Решив написать «Полубогов» в комическом духе, Стивенз совсем не имел в виду показать, что выбранные им темы легки и развлекательны. Выбор формы глубоко связан с потребностью создать видение мира, в котором возможна прямая живая связь и взаимная зависимость духовного и физического, земного и надмирного, животного-растительного и человеческого. Есть в ней и реализм, подобный описанному в пьесах Джона Миллингтона Синга, и байроническая комедия ангелов, и нравственная поучительность ирландских саг, и авантюрные похождения с неявными, но сильными смыслами и задачами, социальная философия и волшебная сказка с говорящими зверями.
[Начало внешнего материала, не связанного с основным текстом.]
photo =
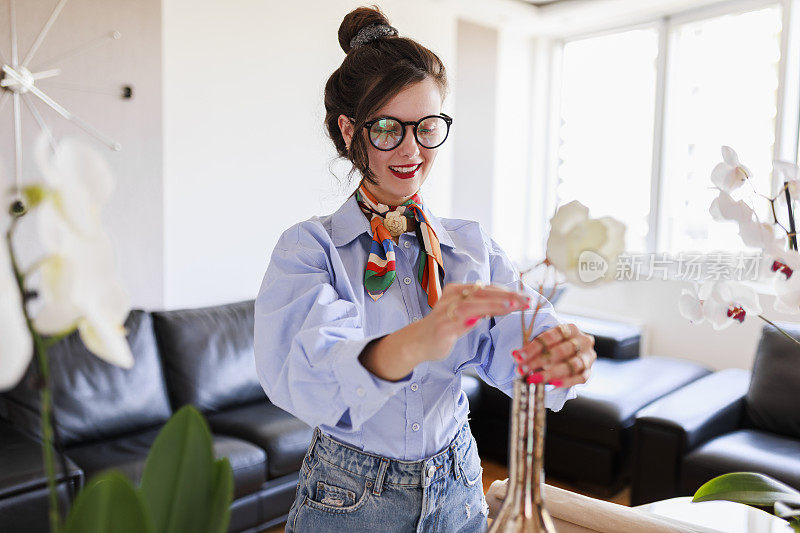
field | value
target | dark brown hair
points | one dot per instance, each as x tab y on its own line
370	76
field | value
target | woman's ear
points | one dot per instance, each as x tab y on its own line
346	127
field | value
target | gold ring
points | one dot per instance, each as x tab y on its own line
545	350
577	346
572	361
450	312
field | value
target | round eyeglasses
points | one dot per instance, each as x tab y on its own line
387	133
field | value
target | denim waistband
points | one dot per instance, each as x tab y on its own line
393	471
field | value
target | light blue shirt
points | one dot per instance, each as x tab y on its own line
313	318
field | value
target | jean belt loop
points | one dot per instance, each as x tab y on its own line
314	439
376	490
454	459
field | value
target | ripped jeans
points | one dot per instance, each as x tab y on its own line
343	489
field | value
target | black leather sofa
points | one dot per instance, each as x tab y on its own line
729	421
108	417
589	442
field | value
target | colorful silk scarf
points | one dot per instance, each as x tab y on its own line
380	272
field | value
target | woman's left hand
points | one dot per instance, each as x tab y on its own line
562	356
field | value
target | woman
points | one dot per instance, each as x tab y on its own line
367	317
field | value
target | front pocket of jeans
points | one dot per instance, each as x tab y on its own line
335	499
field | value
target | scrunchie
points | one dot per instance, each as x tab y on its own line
370	33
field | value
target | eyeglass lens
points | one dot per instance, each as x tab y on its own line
387	133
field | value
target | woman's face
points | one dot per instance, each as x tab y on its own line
394	186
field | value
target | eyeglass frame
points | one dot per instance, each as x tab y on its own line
447	119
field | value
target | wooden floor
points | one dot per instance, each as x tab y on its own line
493	471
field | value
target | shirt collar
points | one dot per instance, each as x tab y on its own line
348	222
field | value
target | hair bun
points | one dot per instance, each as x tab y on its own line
357	20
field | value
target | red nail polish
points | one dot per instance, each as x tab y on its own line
535	379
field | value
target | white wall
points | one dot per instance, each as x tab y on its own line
474	122
245	150
134	213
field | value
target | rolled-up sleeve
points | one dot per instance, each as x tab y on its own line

Стивензу, как мало кому и из его современников, и из позднейших прозаиков-экспериментаторов, удалось передать читателю многогранное гуманистическое сообщение, живое и свободное от морализаторства, — да еще и наделить его поэтической красотой.
Шаши Мартынова
— Оставь ты осла в покое, — сказал Патси Мак Канн [4] дочери. — Слыханное ли дело, — брюзгливо продолжил он. — Говорю тебе: обходишься ты с ослом так, что и христьянин от скверного слова не удержится, вот что.
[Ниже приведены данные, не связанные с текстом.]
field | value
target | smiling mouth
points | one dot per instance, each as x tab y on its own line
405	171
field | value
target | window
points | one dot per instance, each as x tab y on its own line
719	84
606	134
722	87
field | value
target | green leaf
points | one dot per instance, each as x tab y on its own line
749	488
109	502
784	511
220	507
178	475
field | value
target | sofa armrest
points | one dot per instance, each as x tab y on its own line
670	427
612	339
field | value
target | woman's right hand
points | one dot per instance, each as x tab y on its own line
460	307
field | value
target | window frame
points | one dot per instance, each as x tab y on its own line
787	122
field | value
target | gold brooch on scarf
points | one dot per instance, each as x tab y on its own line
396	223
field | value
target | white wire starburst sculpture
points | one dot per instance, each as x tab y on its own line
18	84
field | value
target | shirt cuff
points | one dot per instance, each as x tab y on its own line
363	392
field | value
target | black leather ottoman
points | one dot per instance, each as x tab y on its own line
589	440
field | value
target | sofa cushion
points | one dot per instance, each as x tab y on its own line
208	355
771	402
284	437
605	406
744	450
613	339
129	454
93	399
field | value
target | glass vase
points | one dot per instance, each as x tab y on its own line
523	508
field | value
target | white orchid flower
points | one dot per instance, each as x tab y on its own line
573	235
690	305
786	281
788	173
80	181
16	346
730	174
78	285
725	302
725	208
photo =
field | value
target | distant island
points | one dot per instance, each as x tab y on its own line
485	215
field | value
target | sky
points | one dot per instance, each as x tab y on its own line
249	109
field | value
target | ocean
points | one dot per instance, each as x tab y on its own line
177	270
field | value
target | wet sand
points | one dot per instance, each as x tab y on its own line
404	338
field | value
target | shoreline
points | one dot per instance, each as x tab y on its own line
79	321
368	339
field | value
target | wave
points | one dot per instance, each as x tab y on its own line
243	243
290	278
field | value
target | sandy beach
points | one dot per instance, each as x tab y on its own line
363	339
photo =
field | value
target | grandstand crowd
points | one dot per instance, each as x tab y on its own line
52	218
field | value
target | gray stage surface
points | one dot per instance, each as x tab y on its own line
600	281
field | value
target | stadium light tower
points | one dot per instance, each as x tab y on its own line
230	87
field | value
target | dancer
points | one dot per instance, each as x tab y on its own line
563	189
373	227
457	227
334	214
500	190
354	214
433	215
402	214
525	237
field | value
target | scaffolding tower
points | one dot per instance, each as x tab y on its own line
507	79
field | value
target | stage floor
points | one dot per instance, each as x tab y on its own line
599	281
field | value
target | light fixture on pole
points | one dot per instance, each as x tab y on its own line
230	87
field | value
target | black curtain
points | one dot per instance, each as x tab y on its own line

— Не замай меня, — отозвалась та. — Еще ладно б, кабы хотела я животинку обидеть или ущемить, а раз я люблю его, осла этого, кому какое дело?
— Да попросту не нравится мне глядеть, как женщина целует осла в рыло, не природно это, да и негоже.
— Много ты понимаешь в природном да пристойном. Не замай, говорю, и кроме того — ослу ж разве не любо?
— He в том дело; никакой нету разницы, любо оно ослу или нет, — не любо ему вообще ничего, кроме морковок да репы.
— Этому — любо, — сказала она решительно.
— И пусть кто хошь целует осла вплоть до черного судного дня, ему все едино.
— Этому — нет.
— Ишь чего — целовать осла старого!
— Нужно же человеку что-то целовать.
— Дык меня целуй — и вся недолга, — предложил он.
Она воззрилась на него с изумлением.
— С чего это мне целовать тебя? Ты ж отец мне, да и не стар ли ты, как эти горки?
— Ну-ну, да ты потешница, скажу я тебе. Сними-ка шоры с ослиной морды, дай ему поесть; травы навалом, Бог свидетель, и хороша трава.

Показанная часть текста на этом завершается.